The nurse is assessing a 4-year-old child who is brought to the clinic for a routine checkup. The child’s parent reports that the child has been more irritable and less active over the past week. The nurse notes a petechial rash on the child’s trunk and extremities. What should the nurse do first?

  • A. Ask the parent about recent exposure to contagious diseases
  • B. Review the child’s immunization record
  • C. Measure the child’s temperature
  • D. Notify the healthcare provider immediately

Correct Answer: D
Rationale: In this scenario, the child's presentation with irritability, decreased activity, and a petechial rash raises concern for a serious condition like meningitis. Petechial rash can be indicative of meningitis or other critical illnesses. Therefore, the nurse's priority should be to notify the healthcare provider immediately to ensure prompt evaluation and appropriate management. Asking about recent exposure to contagious diseases may be relevant later but is not the most urgent action. Reviewing the child's immunization record and measuring the temperature can provide valuable information but should not take precedence over the need to address the potential serious condition indicated by the petechial rash.

What suggestion should the nurse provide to prevent diaper rash in a 4-month-old infant as requested by the mother?

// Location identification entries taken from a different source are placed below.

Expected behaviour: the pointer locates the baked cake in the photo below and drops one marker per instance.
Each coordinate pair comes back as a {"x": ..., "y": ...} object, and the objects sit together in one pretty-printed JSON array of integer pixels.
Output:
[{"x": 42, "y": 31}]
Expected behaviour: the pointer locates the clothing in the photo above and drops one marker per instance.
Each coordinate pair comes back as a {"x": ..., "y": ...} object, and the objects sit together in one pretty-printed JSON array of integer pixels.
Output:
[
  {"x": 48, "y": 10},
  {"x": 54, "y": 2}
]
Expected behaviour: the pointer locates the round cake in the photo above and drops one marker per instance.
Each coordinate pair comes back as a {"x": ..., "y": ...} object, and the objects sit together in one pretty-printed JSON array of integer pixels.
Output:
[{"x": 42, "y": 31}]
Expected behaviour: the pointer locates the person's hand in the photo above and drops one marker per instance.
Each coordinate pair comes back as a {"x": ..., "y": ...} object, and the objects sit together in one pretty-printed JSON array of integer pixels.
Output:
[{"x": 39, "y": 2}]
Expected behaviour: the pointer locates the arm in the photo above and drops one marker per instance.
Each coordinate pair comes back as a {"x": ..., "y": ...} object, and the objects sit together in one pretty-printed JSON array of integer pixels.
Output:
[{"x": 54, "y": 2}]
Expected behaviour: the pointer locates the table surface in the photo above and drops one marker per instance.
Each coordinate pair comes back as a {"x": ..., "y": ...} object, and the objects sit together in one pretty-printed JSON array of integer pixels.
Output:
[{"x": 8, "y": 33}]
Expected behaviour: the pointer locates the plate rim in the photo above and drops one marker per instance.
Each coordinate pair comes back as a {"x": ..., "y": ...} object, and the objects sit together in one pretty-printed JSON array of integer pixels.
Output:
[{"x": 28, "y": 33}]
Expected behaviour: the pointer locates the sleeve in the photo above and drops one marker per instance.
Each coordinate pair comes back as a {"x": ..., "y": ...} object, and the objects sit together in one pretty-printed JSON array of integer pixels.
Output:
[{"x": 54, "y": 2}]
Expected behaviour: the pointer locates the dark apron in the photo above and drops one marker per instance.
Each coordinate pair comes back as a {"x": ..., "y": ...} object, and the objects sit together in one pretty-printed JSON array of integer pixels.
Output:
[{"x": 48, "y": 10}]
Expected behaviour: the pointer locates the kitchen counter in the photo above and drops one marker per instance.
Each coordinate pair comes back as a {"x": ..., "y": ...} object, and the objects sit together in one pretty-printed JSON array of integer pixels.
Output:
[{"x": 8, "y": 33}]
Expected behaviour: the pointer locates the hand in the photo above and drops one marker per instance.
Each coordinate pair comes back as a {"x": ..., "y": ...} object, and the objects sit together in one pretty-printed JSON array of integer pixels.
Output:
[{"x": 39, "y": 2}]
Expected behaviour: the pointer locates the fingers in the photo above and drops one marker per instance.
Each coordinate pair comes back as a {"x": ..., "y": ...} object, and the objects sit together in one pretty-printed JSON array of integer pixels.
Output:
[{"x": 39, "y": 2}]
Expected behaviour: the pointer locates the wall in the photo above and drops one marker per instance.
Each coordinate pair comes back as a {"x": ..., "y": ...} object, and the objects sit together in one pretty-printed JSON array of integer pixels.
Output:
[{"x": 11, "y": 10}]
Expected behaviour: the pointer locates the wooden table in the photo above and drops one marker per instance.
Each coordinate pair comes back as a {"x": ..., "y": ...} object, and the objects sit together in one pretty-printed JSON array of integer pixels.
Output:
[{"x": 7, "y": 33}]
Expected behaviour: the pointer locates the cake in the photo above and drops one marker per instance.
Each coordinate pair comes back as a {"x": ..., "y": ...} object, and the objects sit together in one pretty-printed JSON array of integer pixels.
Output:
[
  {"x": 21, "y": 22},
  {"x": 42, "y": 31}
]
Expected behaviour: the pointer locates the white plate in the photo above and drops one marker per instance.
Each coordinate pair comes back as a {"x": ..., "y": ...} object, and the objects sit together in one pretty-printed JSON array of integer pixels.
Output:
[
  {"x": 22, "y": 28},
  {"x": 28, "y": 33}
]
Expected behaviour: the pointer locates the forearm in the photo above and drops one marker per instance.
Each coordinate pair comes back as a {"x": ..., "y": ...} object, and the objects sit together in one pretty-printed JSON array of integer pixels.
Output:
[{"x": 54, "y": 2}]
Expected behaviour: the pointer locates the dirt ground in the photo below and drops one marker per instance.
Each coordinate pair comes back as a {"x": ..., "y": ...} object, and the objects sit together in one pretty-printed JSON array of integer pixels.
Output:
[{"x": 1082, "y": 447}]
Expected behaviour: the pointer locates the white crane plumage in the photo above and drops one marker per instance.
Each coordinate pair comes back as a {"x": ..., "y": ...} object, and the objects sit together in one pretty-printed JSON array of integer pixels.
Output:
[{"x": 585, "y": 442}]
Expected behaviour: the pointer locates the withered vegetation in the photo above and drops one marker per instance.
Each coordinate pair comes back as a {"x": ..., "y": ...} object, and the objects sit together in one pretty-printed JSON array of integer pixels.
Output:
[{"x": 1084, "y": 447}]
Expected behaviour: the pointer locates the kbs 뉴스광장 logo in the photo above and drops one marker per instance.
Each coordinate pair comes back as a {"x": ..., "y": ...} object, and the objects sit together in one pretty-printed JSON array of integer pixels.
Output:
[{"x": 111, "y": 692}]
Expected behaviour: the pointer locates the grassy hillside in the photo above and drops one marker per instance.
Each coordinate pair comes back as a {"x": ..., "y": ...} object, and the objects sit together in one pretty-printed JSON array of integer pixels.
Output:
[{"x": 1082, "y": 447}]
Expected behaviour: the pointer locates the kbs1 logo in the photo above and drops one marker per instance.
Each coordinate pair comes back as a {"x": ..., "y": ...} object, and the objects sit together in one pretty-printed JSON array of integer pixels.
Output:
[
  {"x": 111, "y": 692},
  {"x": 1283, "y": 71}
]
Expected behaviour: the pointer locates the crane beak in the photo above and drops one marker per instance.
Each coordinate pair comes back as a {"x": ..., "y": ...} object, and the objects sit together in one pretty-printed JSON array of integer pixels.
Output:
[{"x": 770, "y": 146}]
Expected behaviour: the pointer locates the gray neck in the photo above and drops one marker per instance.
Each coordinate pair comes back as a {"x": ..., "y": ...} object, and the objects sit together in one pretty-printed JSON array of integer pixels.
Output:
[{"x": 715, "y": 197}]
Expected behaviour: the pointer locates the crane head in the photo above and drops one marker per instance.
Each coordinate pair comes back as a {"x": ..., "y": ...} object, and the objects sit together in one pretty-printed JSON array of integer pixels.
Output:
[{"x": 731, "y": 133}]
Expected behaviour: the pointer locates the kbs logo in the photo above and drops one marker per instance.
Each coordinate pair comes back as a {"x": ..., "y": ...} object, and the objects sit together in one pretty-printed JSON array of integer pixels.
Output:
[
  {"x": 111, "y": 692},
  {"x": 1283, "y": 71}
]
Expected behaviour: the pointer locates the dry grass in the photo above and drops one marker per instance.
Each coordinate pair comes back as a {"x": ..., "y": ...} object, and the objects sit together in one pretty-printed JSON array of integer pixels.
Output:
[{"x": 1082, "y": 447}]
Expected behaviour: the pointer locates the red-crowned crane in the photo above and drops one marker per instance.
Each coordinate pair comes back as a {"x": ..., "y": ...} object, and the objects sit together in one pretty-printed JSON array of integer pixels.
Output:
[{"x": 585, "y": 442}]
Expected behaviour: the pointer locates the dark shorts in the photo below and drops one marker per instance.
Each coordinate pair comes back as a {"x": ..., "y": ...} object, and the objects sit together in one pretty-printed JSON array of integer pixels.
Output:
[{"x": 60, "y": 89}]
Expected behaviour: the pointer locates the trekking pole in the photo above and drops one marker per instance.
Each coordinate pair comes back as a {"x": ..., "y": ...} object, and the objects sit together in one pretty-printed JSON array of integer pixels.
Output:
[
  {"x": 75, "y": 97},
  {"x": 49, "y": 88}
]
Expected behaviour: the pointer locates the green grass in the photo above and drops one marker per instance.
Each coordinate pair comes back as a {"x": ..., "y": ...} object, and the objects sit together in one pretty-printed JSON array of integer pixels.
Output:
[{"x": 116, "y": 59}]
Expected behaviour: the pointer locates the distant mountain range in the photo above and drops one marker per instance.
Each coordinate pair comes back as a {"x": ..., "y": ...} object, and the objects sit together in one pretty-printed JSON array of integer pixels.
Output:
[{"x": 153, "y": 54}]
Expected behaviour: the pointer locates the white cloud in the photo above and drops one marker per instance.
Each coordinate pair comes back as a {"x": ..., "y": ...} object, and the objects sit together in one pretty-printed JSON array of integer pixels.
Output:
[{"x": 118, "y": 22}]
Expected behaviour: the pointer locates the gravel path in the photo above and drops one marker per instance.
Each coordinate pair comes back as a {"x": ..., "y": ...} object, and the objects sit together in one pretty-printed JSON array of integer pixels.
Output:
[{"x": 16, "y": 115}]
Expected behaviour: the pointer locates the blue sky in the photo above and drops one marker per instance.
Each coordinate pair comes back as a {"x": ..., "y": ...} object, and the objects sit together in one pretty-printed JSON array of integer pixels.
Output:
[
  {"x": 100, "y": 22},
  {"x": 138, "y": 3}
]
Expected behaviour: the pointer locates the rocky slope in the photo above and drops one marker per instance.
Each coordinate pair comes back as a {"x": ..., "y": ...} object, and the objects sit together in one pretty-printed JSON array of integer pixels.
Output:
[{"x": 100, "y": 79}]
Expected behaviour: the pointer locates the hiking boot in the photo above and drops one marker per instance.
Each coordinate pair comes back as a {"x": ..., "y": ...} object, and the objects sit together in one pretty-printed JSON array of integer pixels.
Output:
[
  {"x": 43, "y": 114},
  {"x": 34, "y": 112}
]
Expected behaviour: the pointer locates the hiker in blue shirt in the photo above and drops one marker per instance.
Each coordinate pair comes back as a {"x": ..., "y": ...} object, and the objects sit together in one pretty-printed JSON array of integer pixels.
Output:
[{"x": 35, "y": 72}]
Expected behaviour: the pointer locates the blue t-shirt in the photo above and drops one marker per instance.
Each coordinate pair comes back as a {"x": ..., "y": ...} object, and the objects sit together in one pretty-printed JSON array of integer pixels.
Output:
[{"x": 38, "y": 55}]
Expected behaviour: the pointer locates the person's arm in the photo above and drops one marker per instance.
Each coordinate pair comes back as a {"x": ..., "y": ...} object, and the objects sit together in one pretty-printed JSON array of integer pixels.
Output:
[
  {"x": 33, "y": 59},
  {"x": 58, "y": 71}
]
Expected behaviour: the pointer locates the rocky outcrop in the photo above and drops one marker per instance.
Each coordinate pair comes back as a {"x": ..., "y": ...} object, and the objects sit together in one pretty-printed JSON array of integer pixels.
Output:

  • A. Generously powder the baby's diaper area with talcum powder at each diaper change to promote dryness.
  • B. Wash the diaper area every 2 hours with soap and water to help prevent skin breakdown.
  • C. Use a barrier cream, such as zinc oxide, which does not have to be completely removed with each diaper change.
  • D. Place a cloth diaper inside the disposable diaper for overnight periods when increased wearing time is likely.

Correct Answer: C
Rationale: Using a barrier cream like zinc oxide forms a protective layer on the skin, creating a barrier against irritants and moisture, thus helping to prevent diaper rash. Unlike other options, barrier creams do not need to be completely removed at each diaper change, allowing the skin to remain protected between changes.

When reviewing developmental changes with the parents of a 6-month-old infant, what information should the practical nurse reinforce?

  • A. Encourage the infant to self-feed finger foods.
  • B. Teach the parents strategies to help the infant sit up.
  • C. Provide a developmentally safe environment for the infant.
  • D. Explain that an increased appetite typically occurs in the next 6 months.

Correct Answer: C
Rationale: The correct answer is C because providing a developmentally safe environment for a 6-month-old infant is crucial as they begin to explore their surroundings more actively. This includes ensuring that the environment is free of hazards and that the infant is supervised to prevent accidents. Choice A is incorrect because self-feeding finger foods may not be developmentally appropriate for a 6-month-old infant. Choice B is incorrect as most infants are able to sit up with support around 6 months of age without the need for specific teaching strategies. Choice D is also incorrect as while appetite changes can occur, explaining a specific increase in appetite over the next 6 months is not a primary focus when discussing developmental changes with parents of a 6-month-old.